NIMBY: an outdated explanation for local opposition to energy projects
In the early days of renewable energy development, local opposition was understood as being motivated by Not In My Backyard (NIMBY) sentiments. But Walsh explains that NIMBY is not a good explanation for why local people oppose energy projects: ‘NIMBY suggests that there would be no opposition if the project were elsewhere, that people object to projects for selfish reasons and are against all forms of change. NIMBY is now largely considered outdated as it does not do justice to the multitude of reasons driving local opposition to energy infrastructure.’
Unpacking opposition: a complex web
‘Often the explanations for opposition are context specific, but there are some general trends,’ Walsh explains. ‘Locals may oppose projects when they feel that they do not have a voice within the planning process, and where there is little iterative dialogue between powerful stakeholders and the locals.’
It’s useful to look to environmental psychology to help unpack the drivers of opposition to renewable energy, says Walsh. ‘We can look to the theory of place attachment or the emotional bond that a person has with a specific place as either an individual or a member of a community. It can manifest itself as an emotional or functional attachment to place. A place can also become part of our identity. Place attachment can be especially powerful in longstanding, rooted communities in isolated rural areas such as the west coast of Ireland. In developing energy projects, developers and other powerful stakeholders need to work with communities to ensure that projects do not disrupt their place attachment. Approach the communities early, talk to them, listen to them, provide feedback and justifications if their comments are not incorporated into the project design.’
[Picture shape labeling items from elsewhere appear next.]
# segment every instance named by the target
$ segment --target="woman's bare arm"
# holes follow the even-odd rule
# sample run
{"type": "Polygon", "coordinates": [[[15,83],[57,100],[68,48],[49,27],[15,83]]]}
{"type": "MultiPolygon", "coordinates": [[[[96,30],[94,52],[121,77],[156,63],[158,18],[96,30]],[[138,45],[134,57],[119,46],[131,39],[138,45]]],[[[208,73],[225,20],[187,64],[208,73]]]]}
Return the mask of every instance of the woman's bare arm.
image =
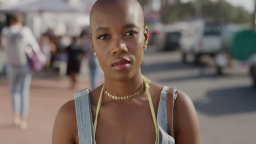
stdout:
{"type": "Polygon", "coordinates": [[[174,112],[175,143],[201,144],[197,115],[192,101],[185,93],[177,92],[174,112]]]}
{"type": "Polygon", "coordinates": [[[74,101],[61,106],[55,118],[53,130],[53,144],[75,143],[75,108],[74,101]]]}

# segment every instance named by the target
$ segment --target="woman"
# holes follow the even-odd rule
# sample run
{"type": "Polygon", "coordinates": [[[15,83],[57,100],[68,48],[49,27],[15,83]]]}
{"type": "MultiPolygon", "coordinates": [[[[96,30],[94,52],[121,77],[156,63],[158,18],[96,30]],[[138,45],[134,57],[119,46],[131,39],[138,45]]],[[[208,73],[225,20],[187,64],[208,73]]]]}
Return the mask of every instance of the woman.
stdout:
{"type": "Polygon", "coordinates": [[[39,51],[38,43],[30,29],[23,26],[19,14],[9,16],[10,26],[2,31],[2,46],[7,52],[8,77],[12,96],[14,123],[21,129],[27,127],[30,84],[32,74],[26,53],[27,46],[39,51]]]}
{"type": "Polygon", "coordinates": [[[73,37],[72,43],[66,48],[68,57],[67,73],[70,77],[71,89],[74,89],[77,87],[78,74],[84,53],[82,47],[79,44],[79,40],[78,37],[73,37]]]}
{"type": "Polygon", "coordinates": [[[148,30],[138,2],[97,1],[90,27],[104,83],[78,92],[61,107],[53,143],[201,143],[196,111],[181,91],[177,92],[173,123],[166,122],[173,125],[173,134],[162,124],[166,87],[150,82],[141,73],[148,30]]]}

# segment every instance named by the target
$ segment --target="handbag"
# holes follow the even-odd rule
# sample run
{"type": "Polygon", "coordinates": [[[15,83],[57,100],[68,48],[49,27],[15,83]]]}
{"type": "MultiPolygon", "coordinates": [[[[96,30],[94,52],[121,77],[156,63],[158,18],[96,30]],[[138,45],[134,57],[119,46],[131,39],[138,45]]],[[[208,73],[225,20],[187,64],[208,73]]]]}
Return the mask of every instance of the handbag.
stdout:
{"type": "Polygon", "coordinates": [[[46,63],[47,58],[41,50],[36,52],[30,45],[26,49],[26,53],[32,72],[40,71],[43,68],[46,63]]]}
{"type": "Polygon", "coordinates": [[[168,134],[173,136],[173,109],[174,101],[177,98],[177,88],[170,88],[167,94],[167,116],[168,134]]]}

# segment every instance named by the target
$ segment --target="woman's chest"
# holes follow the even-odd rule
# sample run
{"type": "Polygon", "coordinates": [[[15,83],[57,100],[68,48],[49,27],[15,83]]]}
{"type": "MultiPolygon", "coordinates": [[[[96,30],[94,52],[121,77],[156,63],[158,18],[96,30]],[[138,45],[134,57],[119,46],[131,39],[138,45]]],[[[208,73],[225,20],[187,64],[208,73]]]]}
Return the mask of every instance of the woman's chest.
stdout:
{"type": "MultiPolygon", "coordinates": [[[[95,119],[95,109],[92,109],[95,119]]],[[[97,143],[155,143],[156,132],[148,104],[127,107],[102,106],[98,115],[97,143]]]]}
{"type": "Polygon", "coordinates": [[[139,112],[100,115],[95,139],[97,144],[155,143],[152,116],[150,112],[139,112]]]}

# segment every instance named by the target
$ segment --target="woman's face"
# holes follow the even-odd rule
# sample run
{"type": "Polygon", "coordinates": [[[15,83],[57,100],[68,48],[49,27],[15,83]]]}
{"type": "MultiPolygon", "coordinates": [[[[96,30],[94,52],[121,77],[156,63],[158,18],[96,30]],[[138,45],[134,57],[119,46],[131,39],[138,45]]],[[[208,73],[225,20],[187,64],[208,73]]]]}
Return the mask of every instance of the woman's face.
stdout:
{"type": "Polygon", "coordinates": [[[125,80],[140,74],[148,31],[131,4],[105,4],[91,15],[90,36],[105,78],[125,80]]]}

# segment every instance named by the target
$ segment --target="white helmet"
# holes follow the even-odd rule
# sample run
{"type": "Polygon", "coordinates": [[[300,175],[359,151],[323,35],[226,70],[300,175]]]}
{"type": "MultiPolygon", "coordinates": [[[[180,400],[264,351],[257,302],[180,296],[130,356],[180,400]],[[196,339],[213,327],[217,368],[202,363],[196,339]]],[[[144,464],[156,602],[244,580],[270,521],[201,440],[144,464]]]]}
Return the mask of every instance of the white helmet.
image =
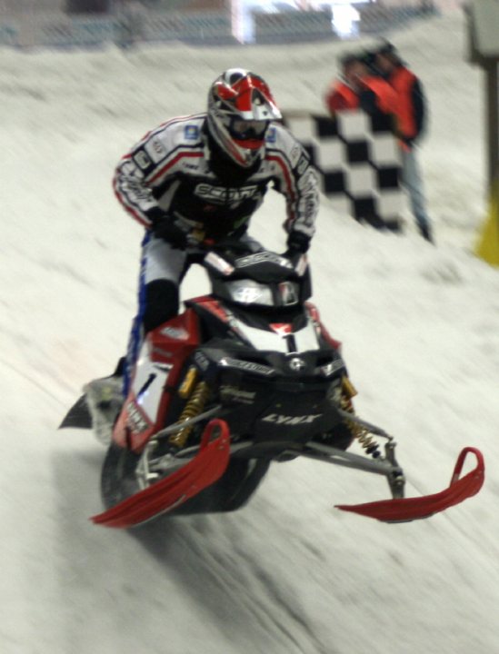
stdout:
{"type": "Polygon", "coordinates": [[[263,155],[270,122],[282,118],[265,82],[242,68],[230,68],[213,83],[207,117],[213,138],[243,168],[263,155]]]}

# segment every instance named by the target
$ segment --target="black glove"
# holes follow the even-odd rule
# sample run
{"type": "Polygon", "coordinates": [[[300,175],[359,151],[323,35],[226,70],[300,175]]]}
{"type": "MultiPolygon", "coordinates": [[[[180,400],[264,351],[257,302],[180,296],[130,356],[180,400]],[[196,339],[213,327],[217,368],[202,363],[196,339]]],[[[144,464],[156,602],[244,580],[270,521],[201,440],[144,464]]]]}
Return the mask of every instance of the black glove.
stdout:
{"type": "Polygon", "coordinates": [[[189,244],[188,228],[179,224],[175,218],[170,216],[156,218],[151,225],[151,232],[155,238],[163,239],[175,249],[185,250],[189,244]]]}
{"type": "Polygon", "coordinates": [[[283,254],[286,259],[294,259],[304,254],[310,247],[310,238],[303,232],[290,232],[287,237],[287,250],[283,254]]]}

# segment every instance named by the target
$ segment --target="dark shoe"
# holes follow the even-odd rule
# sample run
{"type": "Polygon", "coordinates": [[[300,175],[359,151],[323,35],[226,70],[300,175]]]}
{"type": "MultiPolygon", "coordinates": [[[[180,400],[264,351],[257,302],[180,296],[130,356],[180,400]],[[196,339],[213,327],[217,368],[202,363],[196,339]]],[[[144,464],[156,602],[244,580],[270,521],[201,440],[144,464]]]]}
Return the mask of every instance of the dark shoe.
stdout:
{"type": "Polygon", "coordinates": [[[424,225],[423,227],[419,228],[419,232],[421,233],[421,235],[424,239],[428,241],[428,243],[434,243],[434,237],[432,235],[432,231],[428,225],[424,225]]]}

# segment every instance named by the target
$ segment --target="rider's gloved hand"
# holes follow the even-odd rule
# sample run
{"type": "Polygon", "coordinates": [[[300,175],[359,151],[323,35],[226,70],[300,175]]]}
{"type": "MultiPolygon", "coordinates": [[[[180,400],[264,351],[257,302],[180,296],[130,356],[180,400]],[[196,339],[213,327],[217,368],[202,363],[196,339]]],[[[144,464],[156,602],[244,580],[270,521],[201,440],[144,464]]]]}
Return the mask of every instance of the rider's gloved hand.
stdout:
{"type": "Polygon", "coordinates": [[[151,232],[173,248],[185,250],[189,245],[190,229],[170,216],[155,219],[151,225],[151,232]]]}
{"type": "Polygon", "coordinates": [[[310,238],[303,232],[290,232],[286,244],[287,250],[283,256],[293,260],[307,252],[310,247],[310,238]]]}

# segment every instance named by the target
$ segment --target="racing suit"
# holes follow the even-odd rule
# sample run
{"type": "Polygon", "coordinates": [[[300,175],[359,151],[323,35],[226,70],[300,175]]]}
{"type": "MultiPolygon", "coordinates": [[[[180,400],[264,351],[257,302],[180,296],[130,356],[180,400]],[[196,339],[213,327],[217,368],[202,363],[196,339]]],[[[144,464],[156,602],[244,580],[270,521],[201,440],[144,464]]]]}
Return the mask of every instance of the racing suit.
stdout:
{"type": "Polygon", "coordinates": [[[123,157],[115,193],[146,228],[128,372],[144,333],[178,312],[178,287],[200,247],[226,236],[250,240],[248,223],[269,186],[285,198],[288,250],[306,252],[319,205],[318,175],[281,124],[271,124],[264,154],[250,168],[236,165],[218,149],[205,114],[163,124],[123,157]],[[181,244],[179,233],[185,235],[181,244]]]}

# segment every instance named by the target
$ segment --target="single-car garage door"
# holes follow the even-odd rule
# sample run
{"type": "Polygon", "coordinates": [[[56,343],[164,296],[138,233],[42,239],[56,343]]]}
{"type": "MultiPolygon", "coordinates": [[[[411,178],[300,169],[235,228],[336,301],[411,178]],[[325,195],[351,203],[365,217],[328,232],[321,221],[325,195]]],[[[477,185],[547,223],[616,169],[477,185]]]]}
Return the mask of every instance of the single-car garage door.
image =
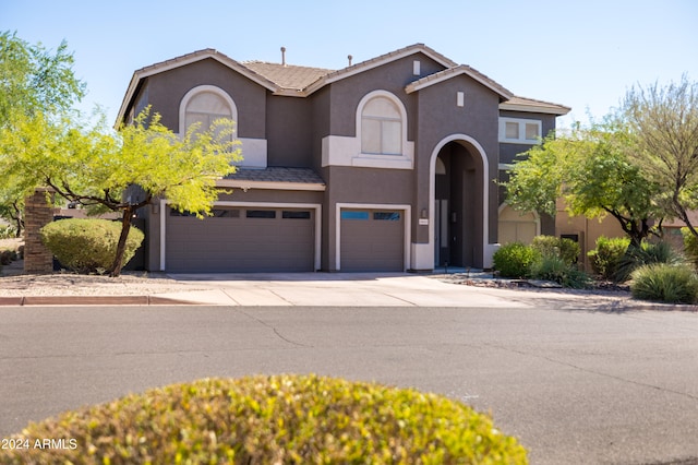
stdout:
{"type": "Polygon", "coordinates": [[[314,271],[313,208],[216,207],[213,213],[198,219],[169,211],[168,272],[314,271]]]}
{"type": "Polygon", "coordinates": [[[405,217],[399,210],[340,212],[341,271],[405,271],[405,217]]]}

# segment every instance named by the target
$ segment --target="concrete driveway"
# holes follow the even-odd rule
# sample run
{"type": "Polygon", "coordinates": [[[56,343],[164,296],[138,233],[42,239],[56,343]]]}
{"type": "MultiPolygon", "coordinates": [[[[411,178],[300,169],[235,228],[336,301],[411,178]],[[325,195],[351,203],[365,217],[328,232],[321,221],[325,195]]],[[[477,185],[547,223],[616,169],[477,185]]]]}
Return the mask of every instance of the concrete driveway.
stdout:
{"type": "Polygon", "coordinates": [[[158,297],[224,306],[480,307],[524,308],[543,301],[561,307],[619,309],[642,305],[626,294],[477,287],[435,275],[376,273],[169,274],[191,288],[158,297]]]}

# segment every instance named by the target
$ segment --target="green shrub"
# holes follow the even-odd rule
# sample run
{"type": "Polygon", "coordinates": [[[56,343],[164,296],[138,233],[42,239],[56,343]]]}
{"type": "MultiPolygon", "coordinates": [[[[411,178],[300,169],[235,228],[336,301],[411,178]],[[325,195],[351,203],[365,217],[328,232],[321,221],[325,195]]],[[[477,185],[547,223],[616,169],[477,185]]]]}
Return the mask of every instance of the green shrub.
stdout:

Becoming an 'energy citizen'
Tackling climate change is one of the big questions of our time. ‘This is a question that reaches into every corner of our economic system. It is a policy question. It is a technology issue. It is a local and global issue. It is a development issue and so on. Transitioning to an energy system that is reliant on 100% renewable energy sources is central to mitigating climate change.’ To achieve this transition, Walsh says, genuine citizen participation is key. ‘We need to make changes at every level and across different sectors – from electricity production to transportation. We also need to make changes at the individual level. This could mean voting for green politicians, getting a smart meter, driving an electric car, eating less meat and using an induction hob instead of a gas one. Citizens are key players in energy transition; they can become prosumers, which means they can produce and consume electricity.’
Walsh is currently a lecturer at Leiden University College, Leiden University’s honours programme in The Hague. She teaches courses on Energy, Resource Management and International Environmental Law. Through research clinics and other research projects, Walsh works with her students on questions related to the energy transition. A recent project focuses on energy citizenship and the transition to gas-free households in the Netherlands.